What I really want to focus on is how this takes place in residential treatment settings. From my own experiences and those of others, it seems that there’s a much higher incidence of this sort of competition and negativity on adolescent units than adults’. I think this has a lot to do with the fact that the vast majority of adolescent girls in eating disorder treatment are not there voluntarily. There were put there by parents and doctors and therapists who are, according to them, taking away the only thing that they have any say over, the only thing that belongs to them. So many of these girls stage underground mutinies, banding together in subversion of the system, helping each other dodge rules and restrictions and staff. And while this creates a great deal of comradery, it has the unfortunate effect of keeping everyone sick. Because on the other side of the wall are a bunch of very sad, frightened little girls, consumed by shame, self-hatred, and guilt. And at the same time that they are acting like a team they are also competing to be the thinnest, the sickest, the best at this disease.
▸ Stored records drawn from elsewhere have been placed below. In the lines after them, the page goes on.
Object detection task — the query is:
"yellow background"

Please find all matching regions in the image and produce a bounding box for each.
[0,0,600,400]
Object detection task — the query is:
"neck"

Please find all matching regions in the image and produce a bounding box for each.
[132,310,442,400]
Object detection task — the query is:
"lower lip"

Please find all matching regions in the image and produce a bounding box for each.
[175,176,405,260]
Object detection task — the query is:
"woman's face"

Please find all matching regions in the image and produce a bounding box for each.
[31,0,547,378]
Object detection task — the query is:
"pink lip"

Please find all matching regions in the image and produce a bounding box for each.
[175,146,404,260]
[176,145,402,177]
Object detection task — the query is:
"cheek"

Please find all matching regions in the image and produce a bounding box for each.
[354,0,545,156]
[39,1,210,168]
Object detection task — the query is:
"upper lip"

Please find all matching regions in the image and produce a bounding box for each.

I don’t think this gets talked about enough. We often hear about pro-anorexia web sites and models who got airbrushed on magazine covers; what we don’t often think of is the influence other patients have on us in treatment. The first few times I went to group therapy and intensive outpatient the only thing I got out of it was an array of new eating disorder tricks. I constantly compared my body to the others in the group (even the therapists!) and never stopped obsessing about whether or not they were judging me for not being thin enough or sick enough to “deserve” treatment. During my first experience in a residential treatment center (RTC), my two roommates and I developed a late night calisthenics routine that we did after lights out, trying to see who could go the longest before their meds kicked in. One of those roommates asked me to teach her how to throw up. (That, I refused to do, knowing it would only open the door to a whole new kind of hell she would eventually have to escape from. If she got there on her own, whatever. But I was not going to be responsible for helping someone go there.) Needless to say, recovery did not even get a foothold there. It was like this in all the adolescent units I visited. Every now and then one of us would get a grip and go, Come on, guys, I’m really trying to eat here, or Maybe you should listen to your therapist, and everyone would feel kind of guilty and it would quiet down…for a little while. Then people would start to get anxious again and it would go right back to the way it was: everyone outwardly cooperating, while secretly judging each other and themselves for not being good enough.

Things work a little differently in adult RTCs. And again, I believe the major factor is whether or not you’re there on a voluntary basis. There also seems to a connection between programs that are located in medical hospitals as opposed to those that are located in houses, etc.; in my experience there is more noncompliance and competition and negativity in hospital environments than in others. (Note: This is just my experience and may be a gross generalization.) Whatever the program’s location, from what I’ve seen the same sort of things that happen on adolescent units still happen on adults’, just much less. People in adult programs are mostly there because they’re sick and they know it and it was either go to treatment or die and they didn’t want to die so they went to treatment. Most of these people are still ambivalent about recovery. There are others who are totally ready for it, and still others who just felt forced to come and don’t care at all. This can create some interesting group dynamics that are much more complex than those of the adolescents’ milieu. Mostly I think the competition and judging is reduced to everyone’s’ heads and journals and individual therapists; we patients are still constantly over analyzing, judging, and worrying about being judged. We are still wanting to be the thinnest, we still compare bodies; we just don’t do it as openly anymore. We are more aware of the fact that some people really are trying to recover. A lot of that is because we are no longer teenagers, who are genetically programmed to be egocentric. Still, we are all worried we are not sick enough, not good enough, not enough period.

What lies beneath this competition is more than just insecurity. That feeling, that fear of not being sick enough, is not about vanity or rivalry; it’s about feeling so worthless that you don’t believe you deserve to be cared for. That’s what it comes down to. People with anorexia and bulimia don’t believe that they deserve help, deserve rest, deserve to ask for what they need. In other words, they don’t believe they get to be human. And when they compete with each other to be the thinnest, the sickest, what they’re really doing is trying to prove that they’re worthy to be in treatment; worthy of the time and energy of the staff; worthy to nourish their bodies, worthy to start to heal. There are some places that address the issue of competition among peers and that is to be commended. I wish more of that would happen. Because the more it is brought out into the open, the more we patients can focus our energy on fighting our eating disorders– instead of each other.